Gaussian Process Regression

17 minute read

In this post, we will explore the Gaussian Process in the context of regression. This is a topic I meant to study for a long time, yet was never able to due to the seemingly intimidating mathematics involved. However, after consulting some extremely well-curated resources on this topic, such as Kilian’s lecture notes and UBC lecture videos by Nando de Freitas, I think I’m finally starting to understand what GP is. I highly recommend that you check out these resources, as they are both very beginner friendly and build up each concept from the basics. With that out of the way, let’s get started.

Why GPs?

Let’s begin by considering the classic setup of a regression problem. The goal of regression is to predict some values given a set of observations, otherwise referred to as a training set. There are of course many variants of the regression problem. For instance, in a previous post we took a look at Bayesian linear regression, where instead of a single point estimate, we tried to derive a distribution of the predicted data at a given test point.

Gaussian Processes (GPs) are similar to Bayesian linear regression in that the final result is a distribution which we can sample from. The biggest point of difference between GP and Bayesian regression, however, is that GP is a fundamentally non-parametric approach, whereas the latter is a parametric one. I think this is the most fascinating part about GPs—as we will see later on, GPs do not require us to specify any function or model to fit the data. Instead, all we need to do is to identify the mean and covariance of a multivariate Gaussian that defines the posterior of the GP.

GP Regression

All of this sounds too good be true—how can a single multivariate Gaussian distribution be enough for what could potentially be a high-dimensional, complicated regression problem? Let’s discuss some mathematical ideas that enable GP to be so powerful.

Gaussian Distributions

Gaussians are essentially a black hole of distributions: once a Gaussian, always a Gaussian. For example, we know from a previous post on Gibbs sampling that the conditional of a multivariate Gaussian is also Gaussian.

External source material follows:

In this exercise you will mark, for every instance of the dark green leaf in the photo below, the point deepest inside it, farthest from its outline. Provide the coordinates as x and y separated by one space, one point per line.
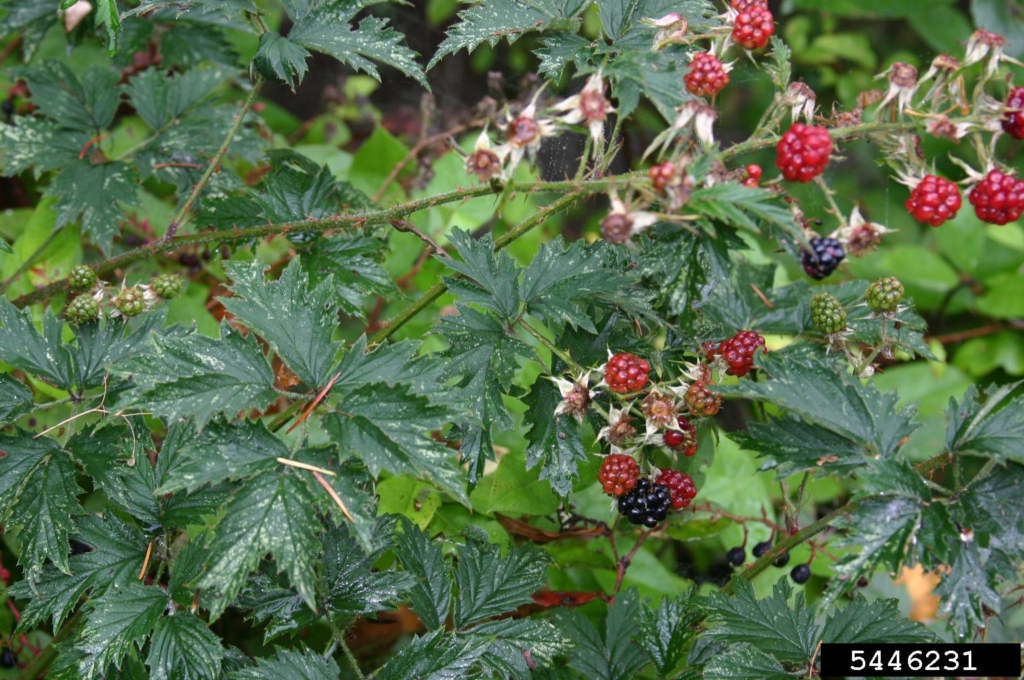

\[\mathbf{x_2 \vert x_1} \sim \mathcal{N} \left(\mu_2 + \Sigma_{12}^\top \Sigma_{11}^{-1} (\mathbf{x_1} - \mu_1), \Sigma_{22} - \Sigma_{12}^\top \Sigma_{11}^{-1} \Sigma_{12} \right) \tag{1}\]

given the setup that

\[\mathbf{x} = \begin{bmatrix} \mathbf{x_1} \\ \mathbf{x_2} \end{bmatrix} \tag{2}\]

and

\[\Sigma = \begin{bmatrix} \Sigma_{11} & \Sigma_{12} \\ \Sigma_{21} & \Sigma_{22} \end{bmatrix} \tag{3}\]

And of course, the marginal of a multivariate Gaussian also produces another Gaussian.

\[\mathbf{x_1} \sim \mathcal{N}(\mu_1, \Sigma_{11}) \\ \mathbf{x_2} \sim \mathcal{N}(\mu_2, \Sigma_{22}) \tag{4}\]

This marginalization property can be understood both intuitively by thinking about the implications of viewing the mean and covariance as vectors and matrices, or by taking a direct integral:

\[p(\mathbf{x_1}) = \int_\mathbf{x_2} p(\mathbf{x_1}, \mathbf{x_2}; \mu, \Sigma) \, d \mathbf{x_2} \\ p(\mathbf{x_2}) = \int_\mathbf{x_1} p(\mathbf{x_1}, \mathbf{x_2}; \mu, \Sigma) \, d \mathbf{x_2} \\ \tag{5}\]

Lastly and most importantly, we also saw in the post on Bayesian linear regression that the product of two Gaussians is also Gaussian. Like this, a distribution that is Gaussian most likely stays Gaussian, withstanding such operations as marginalization, multiplication, or conditioning. This is a powerful property that we can use to motivate the “Gaussian-ness” behind GP.

Model Marginalization

As stated earlier, GP is non-parametric. Simply put, this means that we don’t have to consider things like the typical $\theta$ in the context of linear regression. Normally, we would start off with something like

\[\hat{y} = \theta_1 x_1 + \theta_2 x_2 + \cdots + \theta_n x_n\]

This is sometimes also written in terms of a weight vector $w$ or a function $f$. Here, we also have some Gaussian noise, denoted by $\epsilon$:

\[\begin{align} \hat{y} &= w^\top x + \epsilon \\ &= f(x) + \epsilon \end{align} \tag{6}\]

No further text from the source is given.